DEFINITION of 'Hard Dollars'

Hard dollars are cash fees or payments made by an investor or customer to a brokerage firm in return for their services. Hard dollar payments are usually set amounts that are known before a customer begins dealing with a broker.

Hard dollar payments include set transaction charges, monthly account maintenance charges, as well as paying for research provided by the brokerage firm. 

BREAKING DOWN 'Hard Dollars'

If an investor places a market order and pays the brokerage a $40 fee for that transaction, that is a hard dollar payment. However, if the brokerage then charges some spread to his client, that extra cost, which is borne buy the investors is known as soft dollars. 

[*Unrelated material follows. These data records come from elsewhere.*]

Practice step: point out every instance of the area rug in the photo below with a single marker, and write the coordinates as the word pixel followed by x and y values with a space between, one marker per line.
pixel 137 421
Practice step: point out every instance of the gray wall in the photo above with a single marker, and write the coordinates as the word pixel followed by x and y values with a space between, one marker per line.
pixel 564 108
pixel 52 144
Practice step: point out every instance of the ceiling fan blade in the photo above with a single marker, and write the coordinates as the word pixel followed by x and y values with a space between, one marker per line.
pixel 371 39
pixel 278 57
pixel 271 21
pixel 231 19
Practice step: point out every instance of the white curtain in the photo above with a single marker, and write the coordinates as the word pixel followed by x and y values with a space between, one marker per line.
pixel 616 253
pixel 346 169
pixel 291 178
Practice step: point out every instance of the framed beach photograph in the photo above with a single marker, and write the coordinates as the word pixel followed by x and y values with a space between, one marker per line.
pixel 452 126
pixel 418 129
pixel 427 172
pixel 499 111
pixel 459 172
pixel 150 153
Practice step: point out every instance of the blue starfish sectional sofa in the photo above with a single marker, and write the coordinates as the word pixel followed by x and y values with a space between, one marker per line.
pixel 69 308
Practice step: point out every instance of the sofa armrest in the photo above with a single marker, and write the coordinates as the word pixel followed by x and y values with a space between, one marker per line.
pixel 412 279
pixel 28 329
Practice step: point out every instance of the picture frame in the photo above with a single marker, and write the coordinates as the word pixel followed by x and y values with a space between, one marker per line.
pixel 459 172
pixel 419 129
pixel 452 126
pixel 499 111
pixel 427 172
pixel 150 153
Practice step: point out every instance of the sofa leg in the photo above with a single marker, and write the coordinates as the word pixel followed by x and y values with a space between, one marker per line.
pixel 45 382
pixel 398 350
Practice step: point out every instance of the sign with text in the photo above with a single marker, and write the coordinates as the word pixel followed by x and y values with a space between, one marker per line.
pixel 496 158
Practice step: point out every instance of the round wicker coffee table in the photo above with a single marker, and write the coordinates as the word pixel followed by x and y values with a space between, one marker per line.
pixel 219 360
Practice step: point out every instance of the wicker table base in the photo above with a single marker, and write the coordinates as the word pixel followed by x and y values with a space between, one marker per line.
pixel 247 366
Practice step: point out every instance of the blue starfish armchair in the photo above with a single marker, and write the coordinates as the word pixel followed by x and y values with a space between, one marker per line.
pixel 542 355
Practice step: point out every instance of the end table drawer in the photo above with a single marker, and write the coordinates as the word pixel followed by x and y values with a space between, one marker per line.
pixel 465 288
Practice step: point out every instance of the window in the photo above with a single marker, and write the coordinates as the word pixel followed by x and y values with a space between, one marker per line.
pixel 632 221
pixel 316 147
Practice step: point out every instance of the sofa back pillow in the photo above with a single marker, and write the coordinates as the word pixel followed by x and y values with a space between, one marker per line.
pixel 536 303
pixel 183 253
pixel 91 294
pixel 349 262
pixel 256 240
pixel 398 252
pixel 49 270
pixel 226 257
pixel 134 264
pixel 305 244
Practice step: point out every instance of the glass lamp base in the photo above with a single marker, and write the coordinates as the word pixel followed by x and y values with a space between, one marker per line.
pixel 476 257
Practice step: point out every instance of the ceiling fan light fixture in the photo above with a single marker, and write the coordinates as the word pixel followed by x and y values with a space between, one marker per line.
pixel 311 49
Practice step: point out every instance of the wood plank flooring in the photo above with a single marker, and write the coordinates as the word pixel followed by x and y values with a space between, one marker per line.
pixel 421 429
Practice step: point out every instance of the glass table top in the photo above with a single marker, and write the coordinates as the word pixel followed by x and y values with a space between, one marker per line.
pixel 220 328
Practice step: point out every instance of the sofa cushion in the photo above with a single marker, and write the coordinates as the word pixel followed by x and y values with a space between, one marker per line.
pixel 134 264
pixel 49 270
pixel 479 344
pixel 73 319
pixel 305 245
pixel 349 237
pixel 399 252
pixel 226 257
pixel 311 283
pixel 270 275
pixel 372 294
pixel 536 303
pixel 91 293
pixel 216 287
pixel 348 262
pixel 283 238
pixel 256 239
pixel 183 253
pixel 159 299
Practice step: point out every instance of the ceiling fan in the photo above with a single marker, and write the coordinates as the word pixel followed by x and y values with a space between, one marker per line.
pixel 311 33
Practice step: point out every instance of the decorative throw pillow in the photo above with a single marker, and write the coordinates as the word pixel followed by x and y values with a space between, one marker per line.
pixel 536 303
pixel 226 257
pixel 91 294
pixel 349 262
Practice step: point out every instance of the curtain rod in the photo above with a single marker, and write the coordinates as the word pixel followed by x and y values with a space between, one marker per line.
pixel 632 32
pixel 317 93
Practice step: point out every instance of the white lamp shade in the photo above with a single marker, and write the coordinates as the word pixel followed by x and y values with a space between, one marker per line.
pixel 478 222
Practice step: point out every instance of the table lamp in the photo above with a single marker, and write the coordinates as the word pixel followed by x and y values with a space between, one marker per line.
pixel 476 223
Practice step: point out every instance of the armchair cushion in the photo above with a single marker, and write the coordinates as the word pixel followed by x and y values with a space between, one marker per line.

For example, if a client buys 100 Apple shares for $150 per share and the brokerage firm charges $20 for every transaction and $0.10 commission per share then the client pays $20 in hard dollar fees and $10 in soft dollar fees (100 x $0.10). In essence the investor is paying a larger spread. 

In other words, hard dollars differ from soft dollar payments because soft dollar payments are paid within the commission revenue from making trades or deducted from the value of any other transactions. Another way to look at it is that hard dollar payments are physical 'actual' payments in cash, whereas soft dollars are add-ons and are never transferred from client to broker.